= Apollodorus (runner) =

Apollodorus (Ἀπολλόδωρος; fl. 1st century AD) was an ancient Macedonian runner who, after winning in the Olympics, was killed by lightning on his way back home. He is commemorated by Antipater of Thessalonica in the below epigram (Greek Anthology 7.390):
| Κυλλήνην ὄρος Ἀρκάδων ἀκούεις·
αὕτη σῆμ' ἐπίκειτ' Ἀπολλοδώρῳ.
Πίσηθέν μιν ἰόντα νυκτὸς ὥρῃ
ἔκτεινεν Διόθεν πεσὼν κεραυνός.
τηλοῦ δ' Αἰγανέης τε καὶ Βεροίης
νικηθεὶς Διὸς ὁ δρομεὺς καθεύδει. | You know Cyllene the Arcadian mountain;
That is the monument that covers Apollodorus.

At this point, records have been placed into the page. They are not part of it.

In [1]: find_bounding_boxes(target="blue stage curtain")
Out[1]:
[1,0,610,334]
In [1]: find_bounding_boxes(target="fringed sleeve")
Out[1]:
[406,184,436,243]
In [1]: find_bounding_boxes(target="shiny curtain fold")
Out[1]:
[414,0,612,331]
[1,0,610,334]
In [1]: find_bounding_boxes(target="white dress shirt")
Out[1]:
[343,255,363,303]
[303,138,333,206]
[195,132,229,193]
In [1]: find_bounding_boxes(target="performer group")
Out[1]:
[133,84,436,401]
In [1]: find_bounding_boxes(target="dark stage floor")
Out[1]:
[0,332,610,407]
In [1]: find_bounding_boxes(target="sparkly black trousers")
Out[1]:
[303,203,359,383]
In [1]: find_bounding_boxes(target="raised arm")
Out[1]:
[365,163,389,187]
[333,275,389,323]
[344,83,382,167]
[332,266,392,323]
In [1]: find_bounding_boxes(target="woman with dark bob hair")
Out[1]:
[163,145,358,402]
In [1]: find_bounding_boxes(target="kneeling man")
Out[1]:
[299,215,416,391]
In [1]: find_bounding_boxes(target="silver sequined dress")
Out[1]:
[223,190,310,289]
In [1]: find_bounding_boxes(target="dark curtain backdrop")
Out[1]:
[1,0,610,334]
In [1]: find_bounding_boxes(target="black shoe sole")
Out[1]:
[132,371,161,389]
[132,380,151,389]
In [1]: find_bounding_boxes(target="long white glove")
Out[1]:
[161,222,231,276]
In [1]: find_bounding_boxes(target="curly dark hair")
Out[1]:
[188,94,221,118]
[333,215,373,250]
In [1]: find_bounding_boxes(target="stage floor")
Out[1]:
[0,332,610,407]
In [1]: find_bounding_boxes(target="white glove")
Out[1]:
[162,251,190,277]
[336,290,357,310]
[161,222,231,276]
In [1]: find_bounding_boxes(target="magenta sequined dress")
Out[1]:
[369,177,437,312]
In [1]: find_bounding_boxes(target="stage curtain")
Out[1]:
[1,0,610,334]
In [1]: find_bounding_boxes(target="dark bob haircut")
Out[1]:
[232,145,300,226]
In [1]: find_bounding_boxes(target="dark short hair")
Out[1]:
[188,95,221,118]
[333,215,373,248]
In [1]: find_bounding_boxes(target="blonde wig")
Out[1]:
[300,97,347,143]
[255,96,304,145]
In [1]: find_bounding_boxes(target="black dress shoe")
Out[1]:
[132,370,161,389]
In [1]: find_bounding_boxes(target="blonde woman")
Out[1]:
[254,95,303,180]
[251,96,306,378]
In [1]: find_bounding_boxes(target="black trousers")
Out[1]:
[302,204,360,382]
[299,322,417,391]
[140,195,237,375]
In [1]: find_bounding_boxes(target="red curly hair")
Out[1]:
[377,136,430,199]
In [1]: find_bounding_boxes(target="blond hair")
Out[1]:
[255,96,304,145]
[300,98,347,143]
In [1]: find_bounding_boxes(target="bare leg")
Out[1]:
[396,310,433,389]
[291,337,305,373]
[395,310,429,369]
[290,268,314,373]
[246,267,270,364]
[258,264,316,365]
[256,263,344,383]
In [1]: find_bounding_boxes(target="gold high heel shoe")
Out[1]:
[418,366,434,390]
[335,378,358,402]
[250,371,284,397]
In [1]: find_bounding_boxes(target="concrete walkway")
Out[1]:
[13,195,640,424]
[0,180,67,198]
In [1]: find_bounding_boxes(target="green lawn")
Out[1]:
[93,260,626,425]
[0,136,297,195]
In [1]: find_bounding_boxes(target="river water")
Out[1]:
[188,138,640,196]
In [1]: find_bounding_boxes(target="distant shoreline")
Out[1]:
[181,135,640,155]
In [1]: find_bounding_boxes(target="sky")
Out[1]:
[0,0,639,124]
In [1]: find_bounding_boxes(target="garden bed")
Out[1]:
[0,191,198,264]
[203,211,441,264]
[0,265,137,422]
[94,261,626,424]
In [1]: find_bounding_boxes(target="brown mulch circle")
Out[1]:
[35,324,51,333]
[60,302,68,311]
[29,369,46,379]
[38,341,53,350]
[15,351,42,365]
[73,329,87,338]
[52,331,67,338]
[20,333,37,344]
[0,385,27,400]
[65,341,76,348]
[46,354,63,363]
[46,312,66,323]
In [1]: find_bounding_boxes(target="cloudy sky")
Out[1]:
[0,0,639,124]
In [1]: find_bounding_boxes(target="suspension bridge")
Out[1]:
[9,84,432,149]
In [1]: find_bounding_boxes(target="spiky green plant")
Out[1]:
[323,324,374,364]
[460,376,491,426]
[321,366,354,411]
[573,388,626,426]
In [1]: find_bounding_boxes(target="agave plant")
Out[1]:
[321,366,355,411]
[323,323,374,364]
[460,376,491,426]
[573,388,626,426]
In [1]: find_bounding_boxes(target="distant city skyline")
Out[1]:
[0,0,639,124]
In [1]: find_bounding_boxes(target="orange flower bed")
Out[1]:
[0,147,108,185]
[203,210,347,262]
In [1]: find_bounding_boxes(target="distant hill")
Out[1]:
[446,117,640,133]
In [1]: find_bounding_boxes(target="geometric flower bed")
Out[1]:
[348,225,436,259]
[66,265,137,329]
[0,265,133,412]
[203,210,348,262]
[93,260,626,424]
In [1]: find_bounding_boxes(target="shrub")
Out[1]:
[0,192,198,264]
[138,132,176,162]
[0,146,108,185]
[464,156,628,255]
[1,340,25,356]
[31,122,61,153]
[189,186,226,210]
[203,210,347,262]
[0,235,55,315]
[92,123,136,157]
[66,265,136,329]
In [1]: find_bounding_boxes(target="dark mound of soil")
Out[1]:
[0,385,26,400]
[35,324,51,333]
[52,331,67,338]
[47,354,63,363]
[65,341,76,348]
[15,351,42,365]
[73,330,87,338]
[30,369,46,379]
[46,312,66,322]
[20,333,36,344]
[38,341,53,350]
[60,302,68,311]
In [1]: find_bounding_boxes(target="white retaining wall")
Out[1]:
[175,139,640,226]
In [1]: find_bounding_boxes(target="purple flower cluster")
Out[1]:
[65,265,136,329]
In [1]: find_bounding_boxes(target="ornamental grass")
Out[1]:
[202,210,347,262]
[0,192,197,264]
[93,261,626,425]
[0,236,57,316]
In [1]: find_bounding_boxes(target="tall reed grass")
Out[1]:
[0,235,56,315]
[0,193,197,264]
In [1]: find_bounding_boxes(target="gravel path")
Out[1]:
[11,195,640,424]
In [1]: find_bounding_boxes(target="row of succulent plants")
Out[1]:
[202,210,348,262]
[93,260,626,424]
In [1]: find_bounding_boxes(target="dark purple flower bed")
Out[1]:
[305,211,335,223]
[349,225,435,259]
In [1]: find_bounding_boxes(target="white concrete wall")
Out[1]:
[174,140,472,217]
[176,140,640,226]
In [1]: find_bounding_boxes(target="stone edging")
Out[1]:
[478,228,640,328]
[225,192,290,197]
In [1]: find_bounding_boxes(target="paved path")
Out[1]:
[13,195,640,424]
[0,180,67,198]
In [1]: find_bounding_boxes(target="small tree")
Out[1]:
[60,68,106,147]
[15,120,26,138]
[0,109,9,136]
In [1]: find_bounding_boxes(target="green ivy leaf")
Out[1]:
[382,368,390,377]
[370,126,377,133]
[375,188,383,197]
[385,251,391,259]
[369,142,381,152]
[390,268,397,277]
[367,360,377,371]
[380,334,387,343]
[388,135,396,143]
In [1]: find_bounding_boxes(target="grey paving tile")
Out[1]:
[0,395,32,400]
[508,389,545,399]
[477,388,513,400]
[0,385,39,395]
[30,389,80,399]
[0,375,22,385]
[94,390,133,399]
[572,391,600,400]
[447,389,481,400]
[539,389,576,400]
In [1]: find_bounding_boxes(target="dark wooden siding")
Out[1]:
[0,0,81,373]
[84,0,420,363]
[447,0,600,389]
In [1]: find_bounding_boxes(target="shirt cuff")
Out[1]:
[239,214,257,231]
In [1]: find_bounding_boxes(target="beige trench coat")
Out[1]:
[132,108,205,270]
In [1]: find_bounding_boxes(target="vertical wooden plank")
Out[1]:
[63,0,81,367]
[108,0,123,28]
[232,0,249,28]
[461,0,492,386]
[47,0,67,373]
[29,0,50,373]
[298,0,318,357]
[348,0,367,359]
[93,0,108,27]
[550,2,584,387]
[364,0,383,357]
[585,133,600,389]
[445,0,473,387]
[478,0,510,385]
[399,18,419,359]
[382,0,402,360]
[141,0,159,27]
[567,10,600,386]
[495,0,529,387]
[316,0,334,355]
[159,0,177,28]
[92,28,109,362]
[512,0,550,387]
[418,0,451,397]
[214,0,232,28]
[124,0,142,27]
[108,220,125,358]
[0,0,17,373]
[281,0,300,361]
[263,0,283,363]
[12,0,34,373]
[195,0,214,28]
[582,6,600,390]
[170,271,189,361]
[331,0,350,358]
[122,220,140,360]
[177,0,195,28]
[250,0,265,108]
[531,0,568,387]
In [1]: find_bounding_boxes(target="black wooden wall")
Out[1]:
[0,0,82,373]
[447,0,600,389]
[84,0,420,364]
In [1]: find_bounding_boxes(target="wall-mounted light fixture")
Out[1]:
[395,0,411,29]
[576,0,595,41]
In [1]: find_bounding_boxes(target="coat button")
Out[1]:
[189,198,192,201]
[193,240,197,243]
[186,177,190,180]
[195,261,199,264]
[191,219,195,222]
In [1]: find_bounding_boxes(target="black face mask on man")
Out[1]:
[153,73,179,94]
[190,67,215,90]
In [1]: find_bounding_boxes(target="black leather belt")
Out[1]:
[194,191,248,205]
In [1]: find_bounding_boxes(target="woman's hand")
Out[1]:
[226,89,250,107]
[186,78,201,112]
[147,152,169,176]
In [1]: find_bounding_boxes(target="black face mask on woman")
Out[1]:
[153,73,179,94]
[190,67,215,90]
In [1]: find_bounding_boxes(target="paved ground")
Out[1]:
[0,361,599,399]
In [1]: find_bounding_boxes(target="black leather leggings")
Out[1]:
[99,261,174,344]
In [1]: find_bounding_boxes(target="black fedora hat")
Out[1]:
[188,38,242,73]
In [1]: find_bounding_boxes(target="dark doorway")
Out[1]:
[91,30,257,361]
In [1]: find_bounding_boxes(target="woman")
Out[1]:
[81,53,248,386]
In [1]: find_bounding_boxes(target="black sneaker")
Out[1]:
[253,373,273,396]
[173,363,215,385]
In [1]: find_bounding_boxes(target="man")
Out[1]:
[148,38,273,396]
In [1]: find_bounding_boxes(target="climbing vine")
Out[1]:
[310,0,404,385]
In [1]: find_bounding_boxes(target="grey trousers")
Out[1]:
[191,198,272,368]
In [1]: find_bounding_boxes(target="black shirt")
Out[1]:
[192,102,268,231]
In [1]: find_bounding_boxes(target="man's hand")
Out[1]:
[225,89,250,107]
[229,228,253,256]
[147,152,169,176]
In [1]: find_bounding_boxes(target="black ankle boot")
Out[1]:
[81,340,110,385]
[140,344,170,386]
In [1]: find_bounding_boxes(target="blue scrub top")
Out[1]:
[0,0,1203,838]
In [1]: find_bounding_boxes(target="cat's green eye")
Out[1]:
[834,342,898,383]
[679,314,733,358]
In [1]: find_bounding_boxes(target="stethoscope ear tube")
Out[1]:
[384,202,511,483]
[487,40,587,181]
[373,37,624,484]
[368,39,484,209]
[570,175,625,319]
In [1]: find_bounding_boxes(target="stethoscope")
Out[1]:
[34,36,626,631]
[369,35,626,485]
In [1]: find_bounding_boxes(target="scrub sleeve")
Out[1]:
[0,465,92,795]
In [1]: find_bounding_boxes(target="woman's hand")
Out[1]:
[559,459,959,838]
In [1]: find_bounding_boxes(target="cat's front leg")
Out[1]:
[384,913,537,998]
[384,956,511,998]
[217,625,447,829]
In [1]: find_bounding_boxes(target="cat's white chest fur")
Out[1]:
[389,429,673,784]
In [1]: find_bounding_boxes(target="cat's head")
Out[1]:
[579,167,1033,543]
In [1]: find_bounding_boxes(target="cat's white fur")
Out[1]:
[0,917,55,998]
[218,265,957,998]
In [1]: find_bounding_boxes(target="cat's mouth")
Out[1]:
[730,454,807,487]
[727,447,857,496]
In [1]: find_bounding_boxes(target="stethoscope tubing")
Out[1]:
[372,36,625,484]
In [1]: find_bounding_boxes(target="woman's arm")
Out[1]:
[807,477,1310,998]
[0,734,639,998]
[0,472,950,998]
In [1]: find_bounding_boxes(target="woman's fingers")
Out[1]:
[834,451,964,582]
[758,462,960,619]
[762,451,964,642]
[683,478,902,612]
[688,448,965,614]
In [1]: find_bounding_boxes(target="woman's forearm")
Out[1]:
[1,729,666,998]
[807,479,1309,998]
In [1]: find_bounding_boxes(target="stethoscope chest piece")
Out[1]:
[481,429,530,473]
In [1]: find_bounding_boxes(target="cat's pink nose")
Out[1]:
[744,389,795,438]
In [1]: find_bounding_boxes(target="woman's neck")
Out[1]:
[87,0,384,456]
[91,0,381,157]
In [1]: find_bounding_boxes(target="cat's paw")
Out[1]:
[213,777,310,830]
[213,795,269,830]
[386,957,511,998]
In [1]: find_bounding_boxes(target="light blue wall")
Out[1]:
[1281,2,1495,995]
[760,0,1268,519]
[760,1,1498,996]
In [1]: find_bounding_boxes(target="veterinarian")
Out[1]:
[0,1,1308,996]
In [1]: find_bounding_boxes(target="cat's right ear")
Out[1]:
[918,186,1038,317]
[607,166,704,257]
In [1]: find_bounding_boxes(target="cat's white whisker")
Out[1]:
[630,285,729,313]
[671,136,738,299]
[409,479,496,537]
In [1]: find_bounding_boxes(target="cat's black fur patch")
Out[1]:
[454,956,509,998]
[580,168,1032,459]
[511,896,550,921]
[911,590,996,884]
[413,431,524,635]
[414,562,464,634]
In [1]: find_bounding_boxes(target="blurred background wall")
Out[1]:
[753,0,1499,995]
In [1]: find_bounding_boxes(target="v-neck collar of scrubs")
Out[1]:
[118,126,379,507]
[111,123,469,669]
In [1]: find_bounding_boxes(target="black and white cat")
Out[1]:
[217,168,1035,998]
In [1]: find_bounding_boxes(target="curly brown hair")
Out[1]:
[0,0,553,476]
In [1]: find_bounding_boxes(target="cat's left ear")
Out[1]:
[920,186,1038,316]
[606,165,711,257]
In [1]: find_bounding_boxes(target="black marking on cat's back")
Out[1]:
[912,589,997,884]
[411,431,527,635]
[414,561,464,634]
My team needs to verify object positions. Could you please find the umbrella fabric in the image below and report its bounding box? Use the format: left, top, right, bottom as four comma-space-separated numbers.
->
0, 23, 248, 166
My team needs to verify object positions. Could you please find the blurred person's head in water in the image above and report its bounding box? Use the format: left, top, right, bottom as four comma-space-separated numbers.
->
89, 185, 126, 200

As he returned from Pisa by night
a thunder from Zeus killed him.
Long away from Aiane and Beroia,
beaten by Zeus the runner sleeps. |
Every year the Race of Apollodoros (Δρόμος Απολλοδώρου) is organized in modern Aiani and Veria (Greece).